More Hope for Fools
It’s one thing to live with zero desire to be respected and it’s another thing to live dishonorably and demand to be respected. Some people are hard to steer, others are hard to motivate, and still others are both yet they love to give advice.
The common denominator, and it is the lowest one, is of persons who are deceiving themselves. They think they are wise, but they may be the only ones who don’t know the truth.
These sorts of fools use proverbs but they are useless, like a lame lan’s legs. They get assignments but they hurt those who send them or hire them. They do the same painful, sickening things over and over, like a dog that returns to his vomit.
Solomon once took eleven verses to talk about how bad a fool is, only to follow it by saying: “Do you see a man who is wise in his own eyes? There is more hope for a fool than for him” (Proverbs 26:12).

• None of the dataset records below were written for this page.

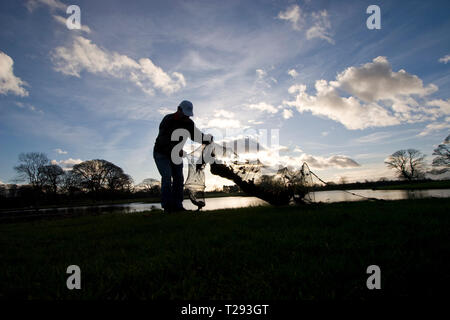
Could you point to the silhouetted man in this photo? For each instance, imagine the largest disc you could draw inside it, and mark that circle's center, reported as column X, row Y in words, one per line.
column 168, row 152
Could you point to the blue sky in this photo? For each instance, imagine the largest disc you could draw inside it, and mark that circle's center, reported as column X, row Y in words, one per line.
column 343, row 97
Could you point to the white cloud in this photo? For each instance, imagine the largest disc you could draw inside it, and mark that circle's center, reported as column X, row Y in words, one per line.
column 348, row 111
column 374, row 137
column 263, row 106
column 294, row 15
column 443, row 105
column 376, row 81
column 376, row 97
column 9, row 83
column 321, row 27
column 293, row 73
column 29, row 107
column 335, row 161
column 52, row 4
column 223, row 123
column 67, row 164
column 445, row 59
column 63, row 20
column 319, row 23
column 84, row 55
column 60, row 151
column 224, row 114
column 252, row 121
column 435, row 126
column 261, row 73
column 164, row 111
column 287, row 113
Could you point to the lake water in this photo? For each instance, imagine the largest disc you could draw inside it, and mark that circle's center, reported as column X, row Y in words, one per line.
column 240, row 202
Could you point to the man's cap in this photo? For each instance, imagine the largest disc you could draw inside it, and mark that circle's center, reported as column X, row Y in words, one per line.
column 187, row 107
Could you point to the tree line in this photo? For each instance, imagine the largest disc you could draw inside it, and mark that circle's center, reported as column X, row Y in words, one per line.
column 410, row 165
column 48, row 183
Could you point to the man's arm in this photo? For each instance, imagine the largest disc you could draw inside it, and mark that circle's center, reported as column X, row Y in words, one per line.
column 197, row 135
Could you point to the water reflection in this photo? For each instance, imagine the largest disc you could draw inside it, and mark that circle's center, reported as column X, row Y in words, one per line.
column 240, row 202
column 339, row 195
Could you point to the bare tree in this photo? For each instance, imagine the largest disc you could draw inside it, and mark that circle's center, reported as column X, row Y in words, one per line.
column 149, row 184
column 95, row 175
column 409, row 163
column 52, row 176
column 443, row 155
column 30, row 168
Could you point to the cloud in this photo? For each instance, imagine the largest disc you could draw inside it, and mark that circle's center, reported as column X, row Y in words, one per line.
column 9, row 83
column 294, row 15
column 320, row 24
column 52, row 4
column 67, row 164
column 321, row 27
column 445, row 59
column 84, row 55
column 443, row 105
column 336, row 161
column 60, row 151
column 164, row 111
column 224, row 114
column 261, row 73
column 435, row 126
column 63, row 20
column 29, row 107
column 376, row 96
column 262, row 106
column 293, row 73
column 348, row 111
column 287, row 113
column 223, row 123
column 376, row 81
column 374, row 137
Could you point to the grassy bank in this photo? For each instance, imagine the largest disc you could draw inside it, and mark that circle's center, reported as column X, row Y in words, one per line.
column 316, row 252
column 444, row 184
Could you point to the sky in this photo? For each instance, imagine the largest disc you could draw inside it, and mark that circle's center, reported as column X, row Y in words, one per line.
column 336, row 94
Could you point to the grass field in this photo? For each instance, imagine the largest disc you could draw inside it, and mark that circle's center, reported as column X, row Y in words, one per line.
column 313, row 252
column 444, row 184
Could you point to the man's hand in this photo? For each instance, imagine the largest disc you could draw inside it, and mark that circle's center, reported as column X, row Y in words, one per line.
column 207, row 139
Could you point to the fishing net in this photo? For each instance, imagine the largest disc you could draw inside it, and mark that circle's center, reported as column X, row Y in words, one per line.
column 195, row 181
column 276, row 186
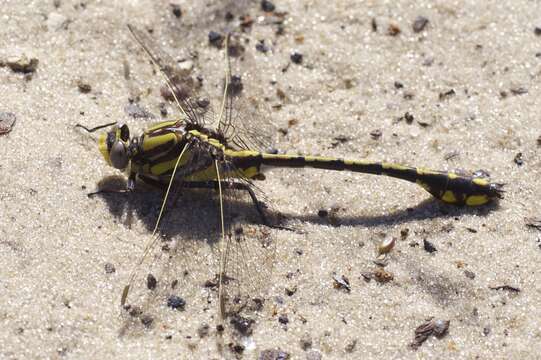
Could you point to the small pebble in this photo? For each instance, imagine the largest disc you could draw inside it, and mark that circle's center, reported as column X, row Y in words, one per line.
column 216, row 39
column 7, row 121
column 273, row 354
column 261, row 47
column 84, row 87
column 296, row 58
column 283, row 319
column 428, row 246
column 203, row 331
column 176, row 302
column 313, row 355
column 177, row 11
column 147, row 320
column 109, row 268
column 137, row 112
column 242, row 325
column 393, row 30
column 22, row 64
column 419, row 24
column 518, row 159
column 305, row 342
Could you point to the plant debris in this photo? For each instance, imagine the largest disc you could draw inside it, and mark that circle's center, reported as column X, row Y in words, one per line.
column 419, row 24
column 138, row 112
column 431, row 327
column 534, row 223
column 22, row 64
column 243, row 325
column 341, row 282
column 296, row 57
column 267, row 6
column 273, row 354
column 428, row 246
column 447, row 94
column 109, row 268
column 151, row 282
column 380, row 275
column 518, row 91
column 518, row 159
column 216, row 39
column 7, row 121
column 176, row 302
column 506, row 288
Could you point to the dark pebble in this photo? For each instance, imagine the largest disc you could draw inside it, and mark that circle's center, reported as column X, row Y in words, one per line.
column 428, row 246
column 235, row 85
column 375, row 134
column 203, row 330
column 393, row 30
column 296, row 58
column 242, row 325
column 147, row 320
column 177, row 11
column 151, row 282
column 273, row 354
column 176, row 302
column 216, row 39
column 350, row 347
column 290, row 291
column 7, row 121
column 109, row 268
column 267, row 6
column 261, row 47
column 409, row 118
column 419, row 24
column 236, row 348
column 84, row 87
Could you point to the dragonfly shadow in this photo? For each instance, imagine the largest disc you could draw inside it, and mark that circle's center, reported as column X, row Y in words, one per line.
column 193, row 214
column 196, row 212
column 427, row 209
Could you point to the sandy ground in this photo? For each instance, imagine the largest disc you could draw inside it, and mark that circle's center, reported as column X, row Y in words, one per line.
column 64, row 258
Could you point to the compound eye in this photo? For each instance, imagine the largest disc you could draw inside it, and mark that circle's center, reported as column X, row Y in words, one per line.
column 119, row 155
column 124, row 133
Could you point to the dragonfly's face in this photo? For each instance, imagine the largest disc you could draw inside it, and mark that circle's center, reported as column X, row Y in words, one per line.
column 114, row 146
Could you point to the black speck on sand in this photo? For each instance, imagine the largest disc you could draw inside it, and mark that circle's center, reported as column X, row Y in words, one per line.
column 57, row 301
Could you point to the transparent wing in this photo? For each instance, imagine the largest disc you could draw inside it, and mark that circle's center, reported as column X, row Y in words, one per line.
column 244, row 117
column 181, row 88
column 247, row 252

The issue of self-deception is explicitly bad in James 1:22-24. There is a religious person, a person who hangs out with church people and even one who listens to God’s Word, but who cheats himself from the blessing of obedience.
The word “deceive” comes from the idea of catching or ensnaring. To deceive someone else is to try to gain an advantage over them, to deceive oneself is to make-believe something that isn’t true. The only advantage of deceiving oneself is to not have do deal with uncomfortable reality. There’s more hope for fools than deniers.